In our previous blog, we looked at the basics of AI based recruiting and the benefits it offers. It is equally important to look at the challenges required in designing and executing such a major function in your organization. In this blog, as a follow – up to the previous blog, we shall look at some of the challenges that may arise in AI based recruiting, and how these can be overcome.
- AI requires a lot of data
AI requires lot of data to train or to learn how to predict the results as accurate as human. This data comes from different sources in many different formats. For example, AI that uses machine learning needs a lot of data to learn how to screen resumes as accurately as a human recruiter. This requires hundreds or thousands of resumes for a specific role to train.

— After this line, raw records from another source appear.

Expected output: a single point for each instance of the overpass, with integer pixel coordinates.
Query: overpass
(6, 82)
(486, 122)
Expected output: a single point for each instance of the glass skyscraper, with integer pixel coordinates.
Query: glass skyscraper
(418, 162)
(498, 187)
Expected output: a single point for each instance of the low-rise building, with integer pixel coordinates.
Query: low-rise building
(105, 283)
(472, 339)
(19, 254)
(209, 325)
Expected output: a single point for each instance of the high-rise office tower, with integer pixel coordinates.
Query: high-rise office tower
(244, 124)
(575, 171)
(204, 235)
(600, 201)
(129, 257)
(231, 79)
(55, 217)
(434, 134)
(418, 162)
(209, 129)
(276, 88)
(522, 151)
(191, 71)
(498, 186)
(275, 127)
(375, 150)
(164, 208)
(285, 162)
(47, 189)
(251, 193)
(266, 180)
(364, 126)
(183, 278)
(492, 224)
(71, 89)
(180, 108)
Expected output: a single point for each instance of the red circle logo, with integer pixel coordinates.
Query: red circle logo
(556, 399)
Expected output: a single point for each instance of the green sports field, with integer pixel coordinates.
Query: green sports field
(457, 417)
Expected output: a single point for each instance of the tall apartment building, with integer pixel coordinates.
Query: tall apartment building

- AI can learn human biases
AI learns from the data provided. AI for recruiting promises to reduce unconscious bias by ignoring information such as a candidate’s age, gender, and race. However, AI can find and adapt the pattern behavior based on the data provided. That means that any human bias that may already be in your recruiting process – even if it’s unconscious – can be learned by AI.

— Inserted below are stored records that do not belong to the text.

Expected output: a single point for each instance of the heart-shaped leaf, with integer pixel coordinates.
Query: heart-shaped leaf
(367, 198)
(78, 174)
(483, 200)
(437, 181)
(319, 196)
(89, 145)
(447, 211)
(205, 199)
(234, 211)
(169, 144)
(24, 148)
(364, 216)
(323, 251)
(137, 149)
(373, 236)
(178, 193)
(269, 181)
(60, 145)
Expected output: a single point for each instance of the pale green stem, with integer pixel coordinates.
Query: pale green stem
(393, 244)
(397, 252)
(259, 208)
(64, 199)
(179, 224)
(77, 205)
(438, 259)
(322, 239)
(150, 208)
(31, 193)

To avoid any biases we have to be careful while providing the data to AI and should take steps to remove clear patterns of potential bias. For example, positive biased toward candidates based on the college they went to.
- Skepticism of new technology
HR professionals are often bombarded with the latest and greatest trend that disappears just as quickly. Training HR staff for new technology is a challenge. Understandably, recruiting and talent acquisition leaders can be skeptical of any technology that promises to make their jobs easier. They want to be sure that any software that will automate one of their work tasks is going to be able to do as good of a job as they can.
AI will change the recruiter role by making recruiters to become more proactive in their hiring, help determine a candidate’s culture fit, and improve their relationships with hiring managers by using data to measure Key Performance Indicators (KPIs) such as quality of hire.